Ontem dois salteadores de viaturas, em busca de telefonias e outros tesouros, actuaram sobre quatro sarcófagos.
Partiram os vidros e de lá retiraram o espólio com valor comercial num qualquer receptador de "arte sacra".

Mas, ao que parece, um segurança do meu prédio apercebeu-se da situação e contactou a Autoridade Local Responsável pela Preservação do Património.

Chegou prontamente ao local do auto e ainda apanhou um dos "inocentes" (até se provar o contrário, eles são cidadões como outros quaisquer. Tendo em conta que todos nós falamos verdade, e dado revelar-se alguma insistência por parte do que foi apanhado em dizer que estava inocente, nada temos que desconfiar ou apontar ao homem... por que motivo havia ele de estar a mentir?).

Um "sôr agente" perguntou cordial e cortesmente o que o indivíduo estava ali a fazer e ele lá confessou... assaltaram quatro carros partindo os vidros, escoderam os rádios e afins dentro dum saco metido no meio dos arbustos do jardim e quem era o colega que estava com ele. Pronto... sem confusões nem complicações de maior.

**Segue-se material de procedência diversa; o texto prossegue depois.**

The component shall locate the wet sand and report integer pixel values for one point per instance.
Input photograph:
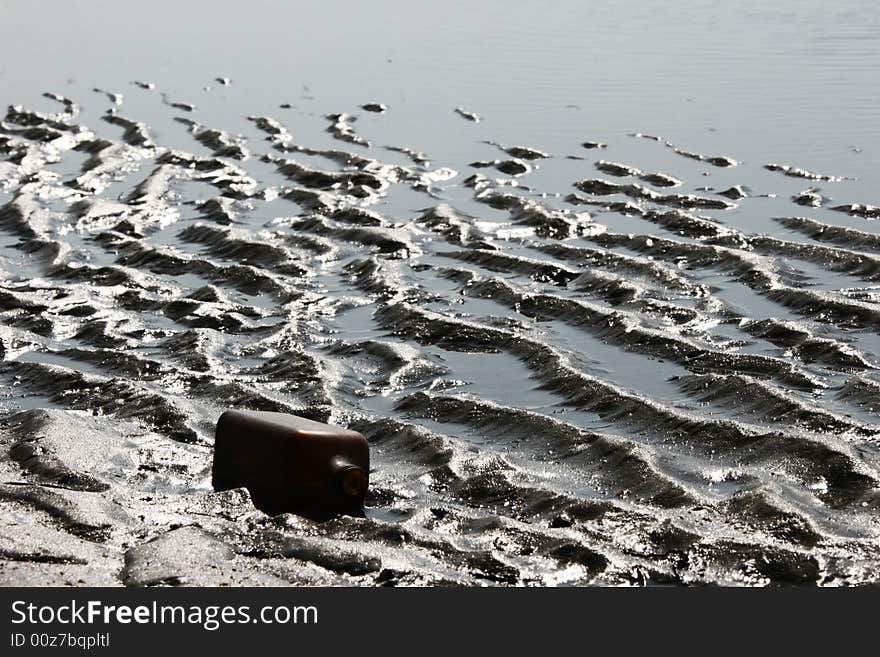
(614, 360)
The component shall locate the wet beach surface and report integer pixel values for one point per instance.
(600, 287)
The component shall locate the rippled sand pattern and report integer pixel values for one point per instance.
(612, 385)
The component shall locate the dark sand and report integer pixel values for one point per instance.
(640, 363)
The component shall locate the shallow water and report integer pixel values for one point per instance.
(571, 375)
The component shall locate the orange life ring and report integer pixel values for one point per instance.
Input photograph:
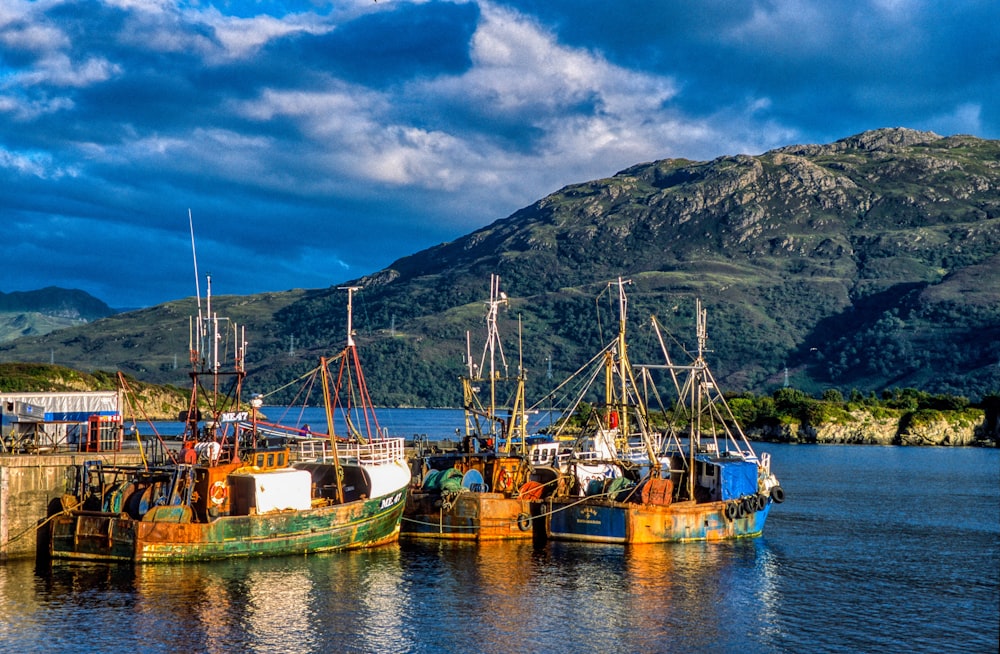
(218, 492)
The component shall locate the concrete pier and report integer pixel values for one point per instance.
(31, 486)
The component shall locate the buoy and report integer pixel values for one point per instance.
(778, 494)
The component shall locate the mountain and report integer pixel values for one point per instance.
(27, 313)
(868, 263)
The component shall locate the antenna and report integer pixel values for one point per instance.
(194, 254)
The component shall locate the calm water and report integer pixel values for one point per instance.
(875, 549)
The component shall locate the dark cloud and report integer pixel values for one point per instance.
(317, 142)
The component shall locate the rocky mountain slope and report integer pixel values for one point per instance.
(28, 313)
(868, 263)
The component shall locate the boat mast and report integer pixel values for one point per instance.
(328, 405)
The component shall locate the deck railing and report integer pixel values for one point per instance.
(379, 452)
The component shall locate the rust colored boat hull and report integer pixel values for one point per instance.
(467, 516)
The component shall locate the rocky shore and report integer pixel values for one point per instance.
(969, 427)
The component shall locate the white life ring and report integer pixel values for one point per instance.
(218, 492)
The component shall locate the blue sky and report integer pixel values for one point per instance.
(315, 142)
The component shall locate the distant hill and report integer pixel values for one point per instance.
(867, 263)
(32, 313)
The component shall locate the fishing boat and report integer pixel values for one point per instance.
(688, 474)
(483, 489)
(230, 492)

Bom... "quersedizer"... o "sôr guarda" teve que apertar um bocadito com o rapaz, não é...? Ele são muito tímidos, e nada melhor que a boa maneira antiga para desinibir e tirar barreiras que possam obstruir um diálogo fluido e franco. O inquiridor iniciou o interrogatório de forma física, primeiro foi uma paulada com o "cacetéte" nos joelhos e depois nas costas para deixar o indagado mais solto e à vontade, e só então é que se fazem as perguntas, num outro ambiente mais sereno e descontraído. É como nos caracóis, primeiro metêmo-los dentro de água para eles ficarem com a cabeça de fora e só depois é que os cozinhamos. Se for em viceversa já não dá, eles ficam retraídos e nós já sabemos o quão acanhados eles são.
Em todo o caso sempre os podemos levar para a esquadra, para lhes dar a conhecer os seus direitos. Só têm que ler uma folha A4 encadernada com uma lista telefónica pelos cornos abaixo (comparar com sal no caso dos caracóis).

O que importa é que tudo correu bem.